Data Security Basics: Encrypt Passwords and Implement Logical Access Control
It has been generally accepted for some time that passwords should be sent over any network, in particular the Internet, only in an encrypted form (e.g., using HTTPS). As regards the unencrypted storage of passwords, IT security experts have long argued that this practice, too, poses an unacceptable security risks.
The fine imposed by the German DPA confirms that the encryption of stored passwords is, indeed, a legal requirement.
The clear recommendation is therefore to only store passwords in an encrypted fashion. More specifically (for the technically inclined reader), we would recommend the use of salted hashes with a different salt for each password.
The decision out of Portugal highlights an even more basic security requirement – logical access control. This requires three distinct steps:
• Identification: The user has to disclose his or her identity. Any system that allows users to log in using accounts such as "test" or "admin" already fails this basic requirement.

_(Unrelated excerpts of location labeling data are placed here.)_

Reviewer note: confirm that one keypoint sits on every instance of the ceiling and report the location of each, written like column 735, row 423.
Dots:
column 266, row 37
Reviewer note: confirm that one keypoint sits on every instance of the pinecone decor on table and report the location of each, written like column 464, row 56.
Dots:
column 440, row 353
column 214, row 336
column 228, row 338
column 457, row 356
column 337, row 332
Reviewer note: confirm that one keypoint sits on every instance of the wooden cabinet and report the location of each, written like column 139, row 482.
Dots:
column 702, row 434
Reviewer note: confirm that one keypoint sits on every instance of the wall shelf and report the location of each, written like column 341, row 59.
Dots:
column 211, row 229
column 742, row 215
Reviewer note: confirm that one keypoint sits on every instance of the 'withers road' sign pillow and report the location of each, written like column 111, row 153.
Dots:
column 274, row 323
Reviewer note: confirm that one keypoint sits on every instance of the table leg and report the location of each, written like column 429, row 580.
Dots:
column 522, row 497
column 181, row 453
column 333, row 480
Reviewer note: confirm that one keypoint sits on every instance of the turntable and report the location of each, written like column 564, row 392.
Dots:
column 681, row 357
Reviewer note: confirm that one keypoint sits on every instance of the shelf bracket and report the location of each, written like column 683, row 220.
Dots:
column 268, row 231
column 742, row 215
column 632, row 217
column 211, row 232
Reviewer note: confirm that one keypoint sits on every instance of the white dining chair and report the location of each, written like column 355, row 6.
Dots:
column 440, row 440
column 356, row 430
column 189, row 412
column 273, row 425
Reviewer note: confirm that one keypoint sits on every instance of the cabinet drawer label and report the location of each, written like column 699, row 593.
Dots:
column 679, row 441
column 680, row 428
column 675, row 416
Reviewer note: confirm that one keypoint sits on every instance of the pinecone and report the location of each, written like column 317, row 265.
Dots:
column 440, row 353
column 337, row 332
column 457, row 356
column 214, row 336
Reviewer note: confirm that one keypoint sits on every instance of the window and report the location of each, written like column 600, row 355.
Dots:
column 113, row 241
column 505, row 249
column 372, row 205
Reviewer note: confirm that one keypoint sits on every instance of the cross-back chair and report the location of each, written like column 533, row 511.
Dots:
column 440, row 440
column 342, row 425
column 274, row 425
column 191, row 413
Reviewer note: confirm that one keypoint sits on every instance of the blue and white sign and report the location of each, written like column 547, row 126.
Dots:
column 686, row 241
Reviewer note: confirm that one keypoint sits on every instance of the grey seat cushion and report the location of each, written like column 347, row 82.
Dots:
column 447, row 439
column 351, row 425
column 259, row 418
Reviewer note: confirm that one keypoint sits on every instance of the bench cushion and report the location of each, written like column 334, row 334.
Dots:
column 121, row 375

• Authentication: The user' s identity is verified, typically using one or two of the following three factors:
o something that the user knows, such as a password
o something that the user has, such as a key or token
o something that the user is (i.e., biometrics).
• Authorization: Once the user' s identity has been verified, the user is granted access only to the data that the user needs to perform his or her job duties (need-to-know principle).
Given that the Portuguese hospital had 985 active accounts with unlimited access for 296 doctors, the hospital apparently performed neither a proper identification, authentication nor an authorization.
The two decisions out of Germany and Portugal are only the first in what will soon be a long list of decisions that will put in concrete terms what it means to implement "appropriate" security measures, as required by the GDPR.
If Nothing Else Helps, Cooperate with Authorities
The German case also demonstrates that full cooperation with a DPA may significantly reduce the amount of fines eventually imposed. In particular in cases where the DPA will learn of the breach anyhow – e.g., because data breach notification requirements are triggered – full cooperation may reduce the overall regulatory risk significantly.
Old-Fashioned Violations Still Matter
With the introduction of the GDPR, much focus has been put on cutting-edge technologies. However, the CCTV case out of Austria demonstrates that old-fashioned violations still matter. After all, old-fashioned technologies are well understood by the DPAs, making them a low-hanging fruit from the enforcement perspective.
Companies should therefore not loose sight of "old-fashioned" data processing operations such as CCTV systems or whistleblowing hotlines.
Focus on Sensitive Data
The case out of Portugal shows that the processing of sensitive data, in particular large amounts of health data, is associated with a high enforcement risk. Given that the unlawful handling of such data is of great concern for large parts of the population, data protection authorities will assign a high priority to enforcement issues concerning sensitive data.
When collecting large amounts of sensitive data, companies should therefore focus significantly on compliance with GDPR.
The first fines under the GDPR show a measured approach to the GDPR' s enforcement. Rather than imposing a great number of fines for non-compliance with new GDPR requirements, the data protection authorities focused on a small number of cases where basic requirements were not satisfied. This underscores the importance of setting clear priorities when implementing the GDPR in any organization.